This method is adopted for a town which is reaching **saturation population**, where the rate of population growth is decreasing. In this method, an average decrease in growth rate (S) is considered.

### Decreasing Rate of Growth Method Formula

*Pn = P(n-1) + ((r(n-1) - S)/100) * P(n-1),*

where,

Pn - population at required decade,

P(n-1) - population at previous decade (predicted or available),

r(n-1) - growth rate at previous decade and,

S - average decrease in growth rate.

Due to the very nature of the formula, which requires population data at the previous decade i.e., P(n-1), this method requires the calculation of population at each successive decade (from the last known decade) instead of directly calculating population at the required decade.

### Decreasing Rate of Growth Method Example Problem

**Question: **With the help of the common data find the population for the year 2020 using the decreasing rate of growth method.

**Solution:**

Step 1: Find the increase in population.

Step 2: Find the growth rate (r) as in the geometrical increase method.

Step 3: Find the decrease in the growth rate.

Year | Population | Increase in population | Growth rate (r) | Decrease in growth rate |

1930 | 25000 | - | - | - |

1940 | 28000 | 3000 | 12% | - |

1950 | 34000 | 6000 | 21.4% | 12 - 21.4 = -9.4% |

1960 | 42000 | 8000 | 23.5% | 21.4 - 23.5 = -2.1% |

1970 | 47000 | 5000 | 11.9% | 23.5 - 11.9 = 11.6% |

Step 4: Find the average of decrease in growth rate(s).

S = (-9.4-2.1+11.6)/3

S = 0.1/3

S = 0.03%

Step 5: Apply the formula ** Pn = P(n-1) + ((r(n-1) - S)/100) * P(n-1), **and find the population at successive decade till the population at required data is arrived.

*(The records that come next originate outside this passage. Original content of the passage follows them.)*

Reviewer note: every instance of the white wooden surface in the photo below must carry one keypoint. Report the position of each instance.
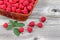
(51, 30)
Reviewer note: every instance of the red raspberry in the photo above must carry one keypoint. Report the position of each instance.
(25, 3)
(21, 1)
(11, 1)
(25, 11)
(29, 29)
(14, 1)
(33, 1)
(43, 19)
(8, 9)
(32, 24)
(5, 25)
(13, 9)
(1, 2)
(16, 5)
(21, 6)
(21, 29)
(31, 4)
(3, 7)
(18, 10)
(29, 7)
(30, 0)
(40, 25)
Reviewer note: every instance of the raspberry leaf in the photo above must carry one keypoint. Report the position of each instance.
(16, 32)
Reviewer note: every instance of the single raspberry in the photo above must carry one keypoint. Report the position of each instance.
(16, 5)
(40, 25)
(25, 3)
(5, 25)
(18, 10)
(32, 24)
(31, 4)
(21, 1)
(11, 1)
(13, 9)
(14, 1)
(1, 2)
(25, 11)
(43, 19)
(29, 7)
(3, 7)
(30, 0)
(8, 9)
(33, 1)
(21, 6)
(29, 29)
(21, 29)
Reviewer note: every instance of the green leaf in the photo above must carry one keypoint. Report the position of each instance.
(9, 27)
(20, 24)
(13, 22)
(16, 32)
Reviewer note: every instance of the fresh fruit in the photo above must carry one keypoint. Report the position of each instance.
(25, 11)
(31, 4)
(29, 29)
(40, 25)
(11, 1)
(3, 7)
(30, 8)
(5, 25)
(43, 19)
(8, 9)
(13, 9)
(21, 29)
(18, 10)
(1, 2)
(32, 24)
(25, 3)
(16, 5)
(21, 1)
(21, 6)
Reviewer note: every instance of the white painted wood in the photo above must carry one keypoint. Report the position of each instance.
(51, 30)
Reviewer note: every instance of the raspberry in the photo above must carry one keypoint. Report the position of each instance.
(30, 0)
(33, 1)
(4, 7)
(1, 2)
(21, 1)
(31, 4)
(25, 3)
(11, 1)
(5, 25)
(32, 24)
(18, 10)
(43, 19)
(29, 29)
(13, 9)
(40, 25)
(25, 11)
(16, 5)
(21, 6)
(14, 1)
(8, 9)
(21, 29)
(29, 8)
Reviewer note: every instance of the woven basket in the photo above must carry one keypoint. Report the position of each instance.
(17, 16)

P[1980] = P[1970] + ((r[1970] - S)/100) * P[1970]

P[1980] = 47000 + ((11.9 - 0.03)/100) * 47000

P[1980] = 52579

P[1990] = P[1980] + ((r[1980] - S)/100) * P[1980]

P[1990] = 52579 + ((11.87 - 0.03)/100) * 52579, here r[1980] is directly found as 11.9 - 0.03 i.e., r[1970] - S, which equals to 11.87.

P[1990] = 58,804

Similarly, P[2020] could be found.

## Graphical Method

In this method, the population vs time graph is plotted and is extended accordingly to find the future population. It is to be done by an experienced person and is almost always prone to error.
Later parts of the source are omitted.